I investigated the Windows failure. It appears to be a problem with the Visual Studio linker not correctly generating a single copy of each Value<T> class so that its static members are shared by all. Hence it tries to re-register the deserialization method for Value<double> and triggers an error message. It would be easy to remove the check and ignore subsequent registration (in which case all the tests will pass), but I am worried about what will happen on deserialization because dynamic_cast may not recognize the two Value<double> objects as being the same type. I'll leave it for now as a reminder that further investigation is needed; there may be a workaround that will ensure the linker works properly.
Ah I know very little about that stuff, but would extern help?
Ah I know very little about that stuff, but would extern help?
Can't be extern because Value<T> is templatized and thus has to be defined in headers. The linker then has a nasty job to perform to ensure that every compilation unit that has instantiated Value<SomeType> for the same template argument uses the same static data members -- I'm depending on that to ensure that each type is registered only once for deserialization.
Maybe it is desirable to prefer a free function (that is, template specialization of toXmlElement()) over a member function) if both exist.
No, as explained in the Unified Call Syntax doc you linked to, the member function is to be preferred because it was provided by the class designer.
Drawing a parallel to std::begin() and std::end() ...
Coincidentally that is also discussed in the Unified Call Syntax doc, where it was mostly described as a hack for range-for; it is definitely not a general principle and it didn't seem that they were particularly happy with it. (That's Stroustrup and Sutter so I'm inclined to take them seriously!)

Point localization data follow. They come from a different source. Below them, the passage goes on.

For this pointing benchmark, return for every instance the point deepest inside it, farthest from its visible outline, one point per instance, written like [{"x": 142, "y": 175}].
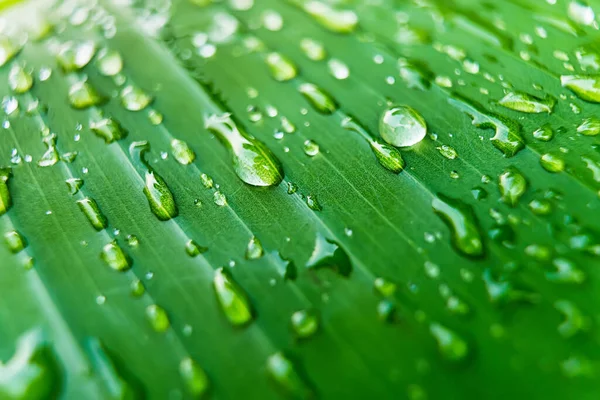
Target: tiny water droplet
[
  {"x": 114, "y": 256},
  {"x": 305, "y": 323},
  {"x": 158, "y": 318}
]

One potential issue with preferring the member function over a free function: say today there is a type X that I want to serialize but I don't have control over it, so I write a free function. Then next year, the author of X decides to add a toXmlElement() member function to that class. Now, the functionality has silently changed.
Now, the functionality has silently changed.
Hmmm ... any time someone changes the code of a class you are using the behavior can change! Hopefully the author took seriously the need to serialize the class and now you won't have to. Otherwise I recommend sending a nasty email!
I suppose that's true.
@klshrinidhi seemed to be able to get rid of the third argument!
One way to get rid of the name toXmlElementHelper is to rename toXmlElement to toXmlElementImpl, to signify this is the implementation of a function that does the conversion, freeing the use of the name toXmlElement to the interface.
I have started working on a TestStateXml test for Simbody, and will open a PR for that eventually.
Separately, I gave my first shot at writing out an OpenSim Model's State to XML. I got the following error:
26: Test failed due to exception: SimTK Exception thrown at String.h:353:
26: Error detected by Simbody method String::String(T): Type T=SBModelVars has no stream insertion operator<<(T) and there is no specialized String(T) constructor.
26: (Required condition '!"no stream insertion operator"' was not met.)
I think this means (1) SBModelVars does not have a toXmlElement() yet, and (2) the error for when toXmlElement() is not implemented for T does not indicate that the issue was a missing toXmlElement(). Actually, I don't understand how this was a run-time error instead of a compile-time one.
- It's complaining about the stream insertion operator because that is used by default to serialize when there is no toXmlElement() available. Actually it is more contorted than that because it first falls back to
writeUnformatted()which is how we getinfandnanto come out right among other things. It iswriteUnformatted()that falls back to stream insertion. (Links are to the relevant code.) - Not sure whether the above contortions are a good idea, but they do save writing a lot of redundant toXmlElement() methods. Better ideas?
- The reason it is a run time error is that there are many uses of
Value<T>that don't require serializing and I didn't want to make people provide serialization methods if they don't intend to serialize. The originalValue<T>did have this requirement (everyone had to provideoperator<<()) and it turned out to be a huge inconvenience and resulted in many indecipherable compilation errors.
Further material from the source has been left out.